THE RISE OF SMART ASSET MANAGEMENT: A REVIEW OF ARTIFICIAL INTELLIGENCE AND MACHINE LEARNING APPLICATIONS IN ENERGY FACILITIES MAINTENANCE
Joachim Osheyor Gidiagba, Joel Leonard, Oluwaseun Ayo Ogunjobi, Kelechi Anthony Ofonagoro, Chibuike Daraojimba
This is an open access article distributed under the Creative Commons Attribution License CC BY 4.0, which permits unrestricted use, distribution, and reproduction in any medium, provided the original work is properly cited
Artificial Intelligence (AI) and Machine Learning (ML) have emerged as transformative tools in the realm of energy facilities maintenance. This comprehensive review delves deep into the multifaceted applications, challenges, and practical implementations of AI and ML technologies in this domain.
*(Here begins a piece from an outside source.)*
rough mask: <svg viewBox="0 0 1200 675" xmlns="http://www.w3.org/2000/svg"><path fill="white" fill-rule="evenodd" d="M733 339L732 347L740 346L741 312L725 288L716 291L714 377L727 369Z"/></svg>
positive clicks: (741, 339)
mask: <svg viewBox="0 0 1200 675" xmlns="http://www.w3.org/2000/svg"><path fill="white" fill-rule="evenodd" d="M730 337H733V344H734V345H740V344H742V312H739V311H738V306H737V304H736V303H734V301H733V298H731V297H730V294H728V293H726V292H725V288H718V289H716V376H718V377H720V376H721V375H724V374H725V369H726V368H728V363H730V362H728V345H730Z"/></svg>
Central to our discussion is an exploration of AI/ML-driven strategies such as predictive maintenance, condition-based monitoring, operational optimization, anomaly detection, advanced robotics, and enhancement of energy efficiency. While these tools herald a paradigm shift in maintenance practices, several challenges including data integrity, seamless integration, privacy implications, and ethical considerations remain. The study peer into the future to anticipate further refinements in AI/ML algorithms, tighter integration with burgeoning technological frontiers, augmented scalability, and a heightened focus on the implications for energy sustainability. This review aspires to serve as a critical reference point for scholars and practitioners alike, illuminating pathways for more efficient and sustainable operations of energy facilities.
Smart Asset Management, Artificial Intelligence, Facility, Maintenance, Machine Learning, Robotics.